On the other hand, if the curve is spacelike and lies within the surface of simultaneity of an observer, then equation (III) gives you the distance s = d along that curve, according to that observer (with appropriate variants for the other metric equations I-IV). In GR this has to be modified slightly to say that the distance is measured using local rulers, i.e. at each point along the curve you use a local observer at that point to make the infinitesimal measurement ds. The curve has to lie parallel to each local observer's surface of simultaneity at that point, in other words, each local observer is stationary relative to the line in space being measured.

(If the curve is null or lightlike, s = 0, and the curve is the worldline of a photon.)

In my previous post, I was implicitly assuming the (III) version of the metric, because that version is more convenient for measuring distance as opposed to time. By putting dt = 0 I was using the metric to measure distance along a spacelike curve rather than time.

(It might have been less confusing if I'd used a different letter e.g. d instead of s to denote ruler distance. Then, using the metric signature (I) that you had used in previous posts, d = is.)

Does that make more sense now?

From my original equation (4)

$$dZ = 2 \sqrt{r_s} \cdot \frac{1}{2}(r - r_s)^{-1/2} dr$$
$$dZ^2 = \frac {r_s}{r - r_s} dr^2$$
$$dr^2 + dZ^2 = \frac{(r-r_s) + r_s}{r - r_s} dr^2$$
$$dr^2 + dZ^2 = \frac{dr^2}{1 - r_s/r}$$​

(It is also possible to work backwards to obtain (4) from (5), which is what I originally did.)

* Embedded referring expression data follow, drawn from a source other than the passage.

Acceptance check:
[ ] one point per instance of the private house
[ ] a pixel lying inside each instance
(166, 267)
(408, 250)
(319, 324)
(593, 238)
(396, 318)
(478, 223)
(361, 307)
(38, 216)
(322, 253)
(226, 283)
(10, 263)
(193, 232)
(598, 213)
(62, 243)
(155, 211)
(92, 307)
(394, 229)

Indeed. It depends which "time" you mean. For the Schwarzschild coordinate time t, or the time of any "stationary" observer, it takes an infinite time. But in the traveller's proper time $\tau$, it takes a finite time. The difference is due to gravitational time dilation (which isn't included in the "Schwarzschild parabola" space-only visualisation).

20. Aug 8, 2008

### snoopies622

I guess not. I did not know to use "a" to represent a constant, so I just tried different integers instead and the results were always in agreement with each other. For some reason my way produces a different anti-derivative which has $$\sqrt{\frac{(r-r_s)}{r}}\sqrt{r}$$ for the denominator. I will accept that yours is correct, but for now I don't know why they differ.